Deux molécules détournées de leur usage pour traiter la sclérose en plaques

Un antimycosique et un corticoïde autorisés pour plusieurs usages thérapeutiques se sont avérés capables de favoriser chez l'animal la production de myéline (la gaine des nerfs, qui se régénère mal dans des maladies telles que la sclérose en plaques). Selon les auteurs de l'étude, publiée dans la revue Nature, les données recueillies sont suffisantes pour justifier une expérimentation sur l'homme.

Florian Gouthière
Rédigé le , mis à jour le
Deux molécules détournées de leur usage pour traiter la sclérose en plaques

Dans des maladies telles que la sclérose en plaques (SEP), la "gaine" de myéline qui protège les nerfs est attaquée par le système immunitaire, s'érode, et peine à se régénérer.

La myéline est produite par des cellules nommées oligodendrocytes, qui dérivent de cellules souches partiellement différenciées. Chez les personnes atteintes de sclérose en plaques, ces cellules souches sont présentes à proximité des régions démyélinisées, mais ne parviennent que difficilement à se transformer en oligodendrocytes.

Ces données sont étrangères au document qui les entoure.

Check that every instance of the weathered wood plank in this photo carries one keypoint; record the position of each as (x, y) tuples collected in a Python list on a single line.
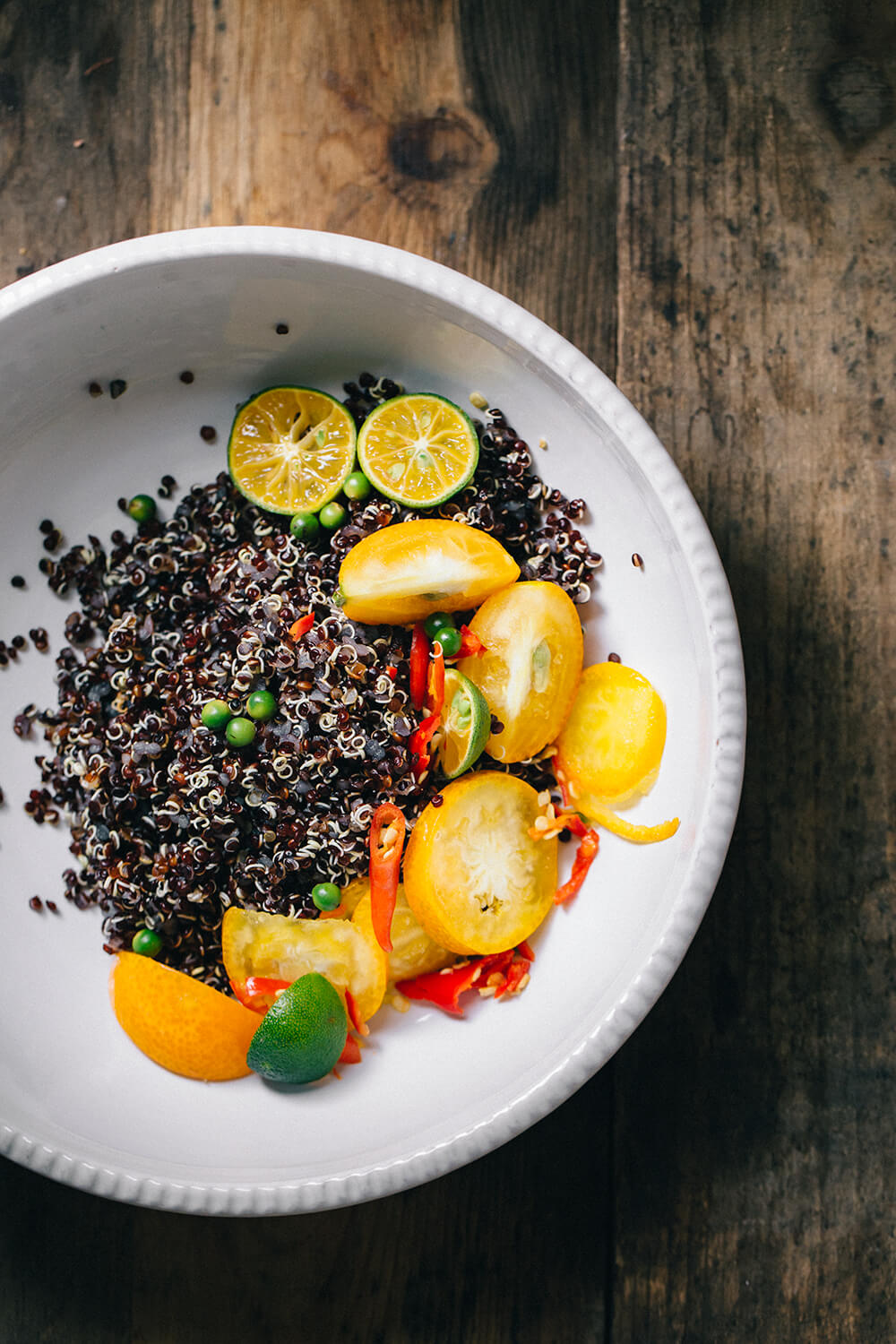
[(756, 225), (477, 134)]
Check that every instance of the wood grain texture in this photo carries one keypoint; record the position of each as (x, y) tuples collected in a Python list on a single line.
[(702, 196), (756, 301)]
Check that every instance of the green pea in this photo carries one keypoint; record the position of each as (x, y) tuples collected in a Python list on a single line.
[(261, 706), (449, 639), (357, 487), (304, 527), (332, 515), (327, 895), (142, 508), (145, 943), (435, 623), (241, 731), (217, 714)]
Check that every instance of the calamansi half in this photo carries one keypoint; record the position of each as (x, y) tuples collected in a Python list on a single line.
[(418, 449), (290, 449)]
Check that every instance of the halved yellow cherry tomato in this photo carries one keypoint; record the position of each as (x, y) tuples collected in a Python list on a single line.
[(613, 741), (405, 573), (530, 666), (280, 948), (473, 876)]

Des biologistes nord-américains sont partis en quête d’une substance susceptible d’améliorer (voire de restaurer) cette différenciation cellulaire. Ils ont ainsi listé des centaines de molécules candidates, dont le seul point commun était "une possibilité d’interagir, à faibles doses ; avec un système vivant ". Dans de minuscules réceptacles, ces composés chimiques ont été mis en présence de cellules souches promotrices d'oligodendrocytes (provenant de souris).

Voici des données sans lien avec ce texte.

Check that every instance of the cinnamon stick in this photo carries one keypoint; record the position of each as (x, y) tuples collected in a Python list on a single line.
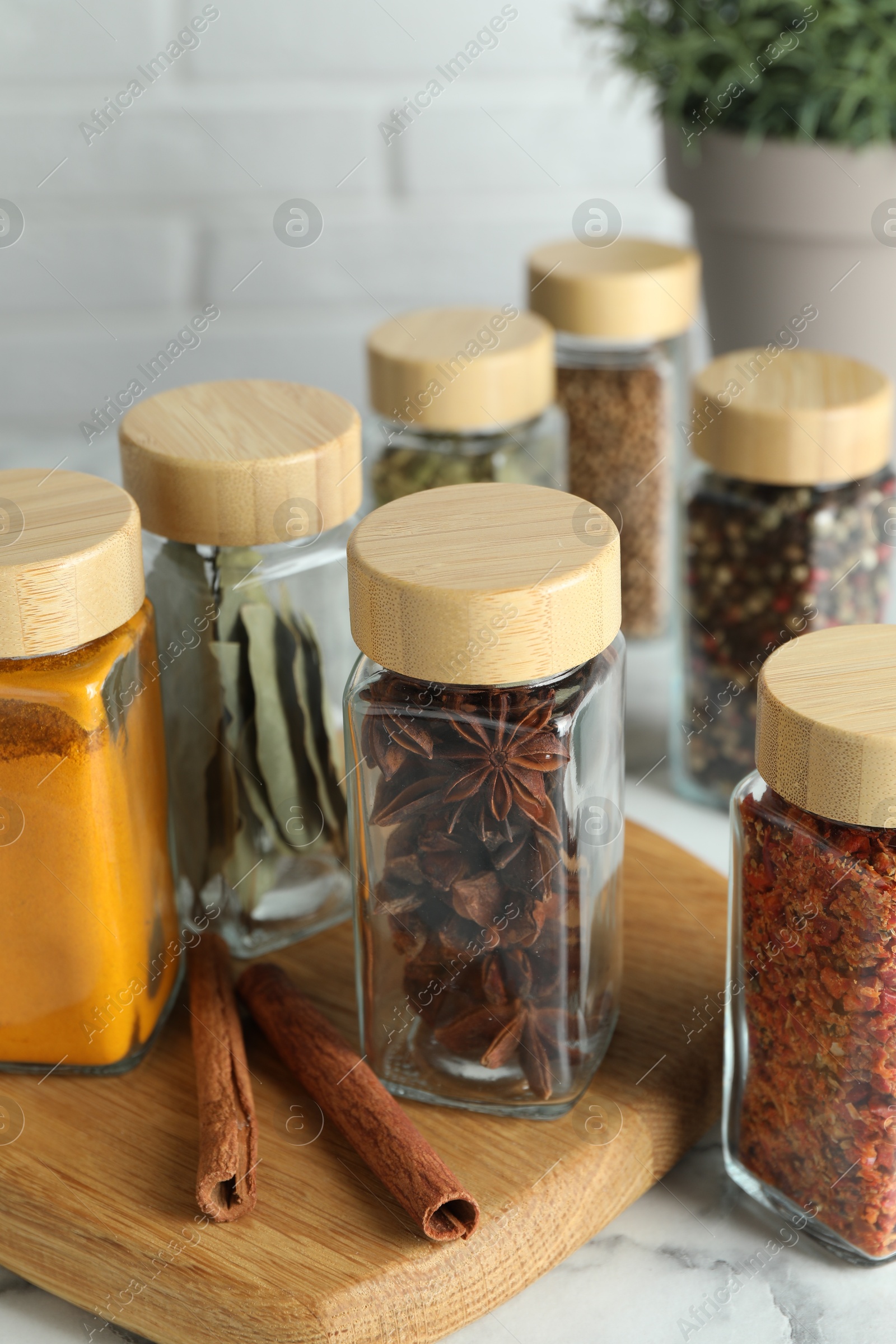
[(351, 1096), (227, 1127)]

A l'issue de cette première phase, sept molécules "amélioraient la production d'oligodendrocytes matures" in vitro. L’expérience a donc été poursuive dans des cultures de cellules cérébrales humaines, et in vivo, chez de très jeunes souriceaux. Au cours de ces essais, cinq des sept substances n’ont pas confirmé leur potentiel…

Antimycosique et corticoïde

Mais deux médicaments se sont avéré capable "d’augmenter de manière significative le nombre de nouveaux oligodendrocytes et d’améliorer la remyélinisation" (notamment chez des souris dont la perte de myéline est artificiellement provoquée par un traitement à base de lysolécithine).

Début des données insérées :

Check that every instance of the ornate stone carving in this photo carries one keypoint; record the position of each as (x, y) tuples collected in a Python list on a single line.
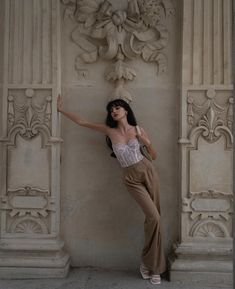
[(28, 209), (210, 119), (121, 34), (29, 114), (208, 204), (28, 225), (209, 229), (28, 200)]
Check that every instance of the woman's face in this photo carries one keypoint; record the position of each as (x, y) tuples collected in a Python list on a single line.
[(118, 112)]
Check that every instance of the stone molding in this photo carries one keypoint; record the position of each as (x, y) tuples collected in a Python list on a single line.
[(206, 146), (121, 35), (30, 244)]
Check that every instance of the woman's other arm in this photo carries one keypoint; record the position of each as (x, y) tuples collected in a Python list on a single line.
[(144, 138), (80, 120)]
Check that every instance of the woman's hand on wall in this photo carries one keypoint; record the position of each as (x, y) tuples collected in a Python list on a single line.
[(59, 103)]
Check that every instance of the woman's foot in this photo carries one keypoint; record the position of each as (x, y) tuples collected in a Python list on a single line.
[(144, 271), (155, 279)]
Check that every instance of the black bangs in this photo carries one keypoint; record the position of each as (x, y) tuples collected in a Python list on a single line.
[(116, 102)]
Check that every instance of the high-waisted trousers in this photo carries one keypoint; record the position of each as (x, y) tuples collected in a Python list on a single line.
[(141, 181)]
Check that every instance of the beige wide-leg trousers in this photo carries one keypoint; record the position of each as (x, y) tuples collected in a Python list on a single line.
[(141, 181)]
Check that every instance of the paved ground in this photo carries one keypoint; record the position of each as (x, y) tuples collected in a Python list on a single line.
[(90, 278)]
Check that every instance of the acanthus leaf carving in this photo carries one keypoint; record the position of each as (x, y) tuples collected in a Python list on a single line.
[(28, 116), (28, 201), (138, 31), (207, 204), (210, 119)]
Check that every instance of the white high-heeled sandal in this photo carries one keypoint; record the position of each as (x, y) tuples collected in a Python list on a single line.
[(144, 271), (155, 279)]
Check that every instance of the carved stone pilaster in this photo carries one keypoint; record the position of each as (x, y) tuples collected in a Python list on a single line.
[(204, 253)]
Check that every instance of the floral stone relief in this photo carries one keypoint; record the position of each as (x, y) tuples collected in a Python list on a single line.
[(121, 35)]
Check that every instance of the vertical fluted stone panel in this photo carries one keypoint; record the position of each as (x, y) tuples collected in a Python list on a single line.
[(30, 244), (205, 250)]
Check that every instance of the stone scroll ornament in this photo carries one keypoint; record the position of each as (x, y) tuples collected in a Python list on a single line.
[(121, 35)]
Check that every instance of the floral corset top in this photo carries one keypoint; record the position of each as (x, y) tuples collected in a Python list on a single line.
[(128, 154)]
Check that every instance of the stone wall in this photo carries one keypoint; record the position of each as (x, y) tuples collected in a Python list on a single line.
[(58, 181)]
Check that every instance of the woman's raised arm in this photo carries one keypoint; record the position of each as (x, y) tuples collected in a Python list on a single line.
[(80, 120)]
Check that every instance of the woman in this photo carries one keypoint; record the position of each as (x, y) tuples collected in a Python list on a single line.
[(139, 176)]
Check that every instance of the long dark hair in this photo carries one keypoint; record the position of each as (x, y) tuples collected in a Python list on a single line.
[(112, 123)]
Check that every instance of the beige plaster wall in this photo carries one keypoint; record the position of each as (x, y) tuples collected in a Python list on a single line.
[(101, 223)]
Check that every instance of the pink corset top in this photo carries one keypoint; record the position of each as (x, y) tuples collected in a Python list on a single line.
[(128, 154)]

Le premier est le miconazole, utilisé pour traiter les mycoses (gels, sprays, lotions), et dont l’efficacité lui vaut d’être inscrit dans la "liste des médicaments essentiels" de l'Organisation mondiale de la santé. Les expériences des biologistes nord-américains montre que ce miconazole n’interagit pas avec le système immunitaire, et stimule directement les cellules productrices de myéline.

Le second médicament est le clobétasol, un corticoïde utilisé pour ses propriétés anti-inflammatoires et antiprurigineuses (anti-démangeaisons) dans le traitement de certaines dermatoses, du psoriasis et du lupus. Le clobétasol a un puissant effet immunosuppresseur, et stimule les cellules souches qui se différencient en oligodendrocytes.

Chez des souris atteintes d'encéphalomyélite auto-immune à un stade avancé, "l'administration de chacun des deux médicaments a entraîné une inversion frappante de gravité de la maladie", commentent les chercheurs dans leur étude. Surtout, les expériences réalisées in vitro sur des cellules souches humaines confirment l’amélioration de production d'oligodendrocytes. Au vu de ces résultats très prometteurs, les chercheurs espèrent pouvoir rapidement débuter une expérimentation clinique sur l’homme. L’obtention rapide des autorisations pour mener ces expériences est d’autant plus probable que les deux molécules sont déjà commercialisées.

Source : Drug-based modulation of endogenous stem cells promotes functional remyelination in vivo. F.J. Najm, P.J Tesar et coll. Nature, 20 avril 2015. doi:10.1038/nature14335

La myéline compose les gaines qui protègent les fibres nerveuses et permettent d'augmenter la vitesse de l'influx nerveux. Un déficit dans la production de myéline, voire sa destruction, peut entrainer des conséquences graves (perte de sensibilité, troubles sensoriels, paralysies).

Une démyélinisation peut être d'origine infectieuse (invasion du système nerveux central par des cellules inflammatoires), auto-immune, génétique, ou conséquente à l'emploi de certains produits chimiques.

Parmi les maladies qui provoquent une démyélinisation, on peut compter la sclérose en plaques, le syndrome de Guillain-Barré, la myélite transverse ou la maladie de Tay-Sachs. Les thérapies pour appuyer la reformation de myéline se limitent actuellement à l'utilisation d'agents anti-inflammatoires (cortisone).